Menurut sumber lain, ayah Achmad Mochtar diduga bernama Mochtar, darimana Achmad Mochtar diyakini mendapatkan nama belakangnya. Guru Mochtar adalah seorang guru yang berpindah-pindah dari Mandailing ke Sumatera Barat dan Sumatera Selatan. Dalam surat kabar De Indische courant (17-02-1926) ditulis bahwa Guru Mochtar adalah guru pribumi yang sangat memperhatikan pendidikan penduduk pribumi. Dalam usia tinggi Guru Mochtar masih aktif di dunia pendidikan sebagai kepala sekolah HIS di Moearaenim (Bataviaasch Nieuwsblad, 13-07-1937). Disebutkan pula, Mochtar gelar Soetan Negeri sebelum menjadi guru HIS mengikuti kursus guru utama di Bandoeng.

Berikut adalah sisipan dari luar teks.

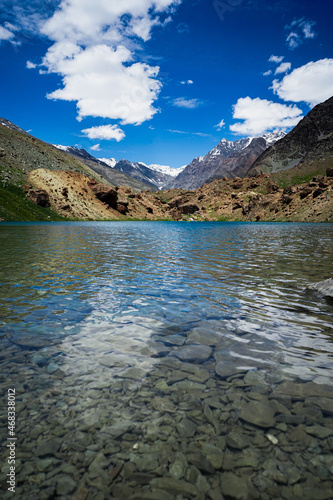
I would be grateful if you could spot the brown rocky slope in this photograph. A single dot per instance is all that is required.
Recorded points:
(250, 199)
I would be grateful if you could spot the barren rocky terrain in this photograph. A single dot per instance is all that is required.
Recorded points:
(260, 198)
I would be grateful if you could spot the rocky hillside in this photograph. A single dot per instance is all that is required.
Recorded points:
(228, 159)
(115, 176)
(310, 141)
(249, 199)
(21, 153)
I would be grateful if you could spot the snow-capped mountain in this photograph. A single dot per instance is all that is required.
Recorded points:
(227, 159)
(158, 175)
(154, 177)
(166, 170)
(163, 169)
(111, 162)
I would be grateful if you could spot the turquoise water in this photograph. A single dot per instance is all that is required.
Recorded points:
(131, 343)
(59, 279)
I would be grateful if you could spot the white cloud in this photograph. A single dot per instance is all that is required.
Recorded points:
(261, 115)
(283, 68)
(103, 85)
(5, 34)
(200, 134)
(93, 51)
(106, 132)
(31, 65)
(293, 40)
(220, 125)
(182, 102)
(300, 29)
(276, 59)
(311, 83)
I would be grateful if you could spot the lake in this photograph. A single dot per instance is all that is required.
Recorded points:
(161, 360)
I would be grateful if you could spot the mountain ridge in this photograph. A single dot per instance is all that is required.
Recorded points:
(228, 159)
(311, 139)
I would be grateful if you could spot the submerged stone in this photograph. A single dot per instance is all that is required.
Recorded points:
(198, 353)
(258, 413)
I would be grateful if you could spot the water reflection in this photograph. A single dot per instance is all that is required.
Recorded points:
(60, 279)
(167, 360)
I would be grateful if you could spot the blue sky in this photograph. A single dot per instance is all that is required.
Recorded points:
(162, 81)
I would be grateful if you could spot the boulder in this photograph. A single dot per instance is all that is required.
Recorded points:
(106, 195)
(324, 287)
(188, 208)
(122, 207)
(305, 192)
(176, 202)
(39, 197)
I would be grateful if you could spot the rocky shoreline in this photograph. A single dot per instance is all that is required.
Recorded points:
(187, 425)
(257, 198)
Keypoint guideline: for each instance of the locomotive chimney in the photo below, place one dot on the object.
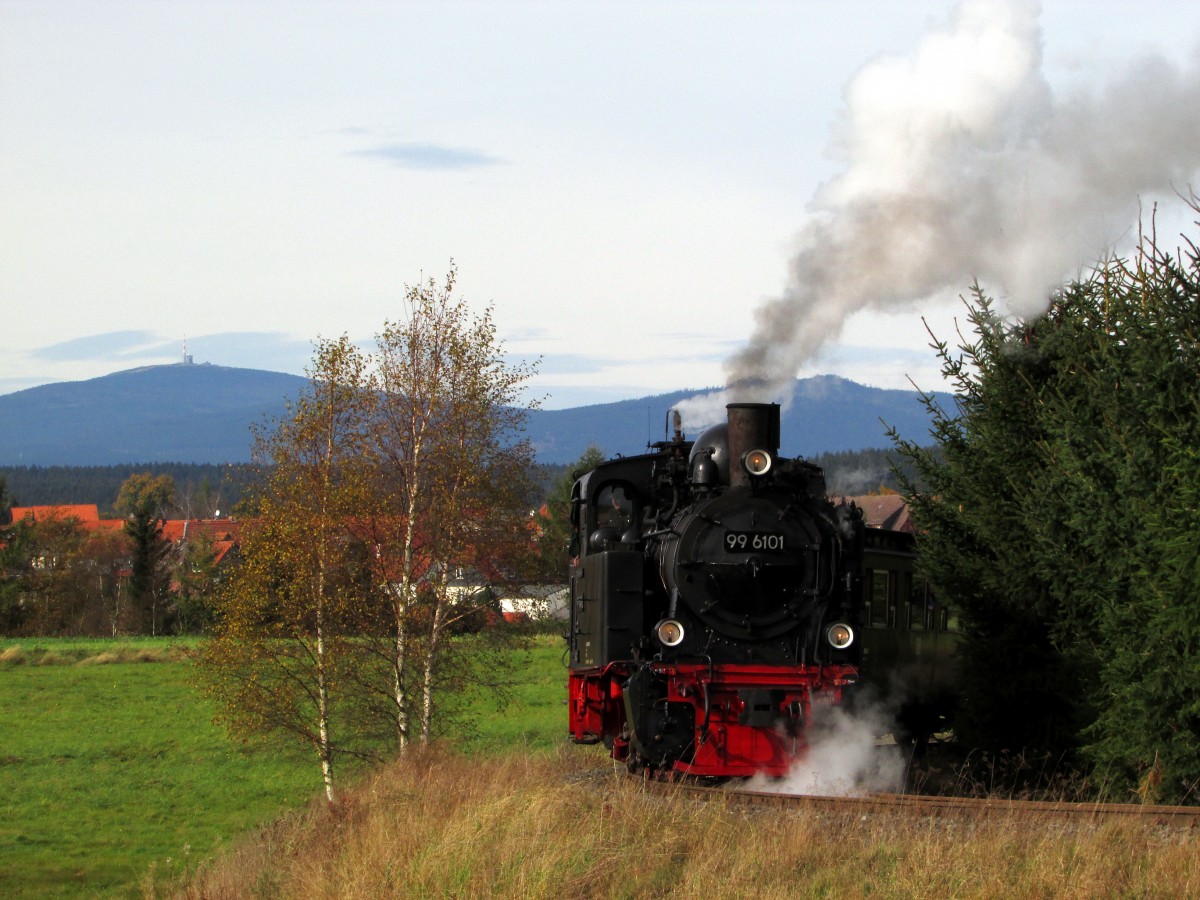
(751, 426)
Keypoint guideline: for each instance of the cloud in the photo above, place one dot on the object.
(111, 343)
(429, 156)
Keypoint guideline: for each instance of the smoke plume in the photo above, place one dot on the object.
(961, 163)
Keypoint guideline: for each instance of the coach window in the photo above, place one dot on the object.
(880, 598)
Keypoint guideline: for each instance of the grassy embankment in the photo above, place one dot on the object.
(569, 826)
(113, 775)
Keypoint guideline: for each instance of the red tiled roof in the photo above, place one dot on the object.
(887, 511)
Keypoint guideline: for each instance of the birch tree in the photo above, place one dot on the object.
(293, 606)
(453, 477)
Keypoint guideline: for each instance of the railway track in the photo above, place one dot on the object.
(921, 805)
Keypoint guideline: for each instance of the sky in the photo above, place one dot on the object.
(649, 196)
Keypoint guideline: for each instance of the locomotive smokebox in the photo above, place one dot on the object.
(751, 426)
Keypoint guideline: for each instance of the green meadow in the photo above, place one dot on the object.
(114, 779)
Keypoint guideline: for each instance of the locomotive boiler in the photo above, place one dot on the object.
(715, 599)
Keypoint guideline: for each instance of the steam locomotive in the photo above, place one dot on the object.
(719, 600)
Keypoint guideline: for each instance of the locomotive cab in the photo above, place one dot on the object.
(712, 601)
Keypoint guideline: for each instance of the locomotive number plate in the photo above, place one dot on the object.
(755, 541)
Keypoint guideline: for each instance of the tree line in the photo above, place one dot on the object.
(1061, 515)
(202, 490)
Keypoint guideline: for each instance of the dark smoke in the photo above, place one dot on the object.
(961, 163)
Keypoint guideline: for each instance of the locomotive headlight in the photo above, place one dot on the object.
(757, 462)
(840, 635)
(670, 633)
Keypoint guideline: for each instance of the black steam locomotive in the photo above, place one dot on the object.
(719, 599)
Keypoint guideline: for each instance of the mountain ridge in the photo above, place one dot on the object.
(203, 413)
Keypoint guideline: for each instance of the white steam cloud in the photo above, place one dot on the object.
(843, 759)
(961, 163)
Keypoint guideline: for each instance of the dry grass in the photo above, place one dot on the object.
(84, 655)
(449, 826)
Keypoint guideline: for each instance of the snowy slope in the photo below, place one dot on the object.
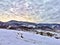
(10, 37)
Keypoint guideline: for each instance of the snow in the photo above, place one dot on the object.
(12, 37)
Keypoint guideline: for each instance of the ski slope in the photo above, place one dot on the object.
(12, 37)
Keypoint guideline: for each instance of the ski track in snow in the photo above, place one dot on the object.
(12, 37)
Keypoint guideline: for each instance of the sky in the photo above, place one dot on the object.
(39, 11)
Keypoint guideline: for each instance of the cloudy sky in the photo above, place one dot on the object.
(40, 11)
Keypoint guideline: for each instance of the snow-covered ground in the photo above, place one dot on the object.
(12, 37)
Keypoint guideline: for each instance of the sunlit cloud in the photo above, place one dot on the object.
(40, 11)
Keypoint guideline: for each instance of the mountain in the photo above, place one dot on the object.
(28, 25)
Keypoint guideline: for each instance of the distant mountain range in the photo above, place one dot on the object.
(28, 25)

Achmad Mochtar lulus dari sekolah kedokteran STOVIA di Batavia pada 21 Juni 1916. Beliau masuk STOVIA tahun 1907 dan lulus tepat waktu.. Tidak ditemukan keterangan dimana Achmad Mochtar menyelesaikan pendidikan ELS (Europesch Lager School). Pada tahun 1908, Achmad Mochtar lulus ujian kelas satu tingkat persiapan (Bataviaasch nieuwsblad, 19-09-1908).

Achmad Mochtar memulai kariernya sebagai dokter di desa terpencil Panyabungan, Sumatera Utara selama dua tahun. Ketika bertugas di Panyabungan, Achmad Mochtar bertemu dengan peneliti berkebangsaan Belanda bernama W.A.P Schüffner yang kala itu sedang meneliti malaria. Schüffner kemudian menjadi mentor bagi Achmad Mochtar. Berkat pengaruh Schüffner, pemerintahan kolonial Belanda mengirim Achmad Mochtar untuk mengikuti program doktoral di Universitas Amsterdam.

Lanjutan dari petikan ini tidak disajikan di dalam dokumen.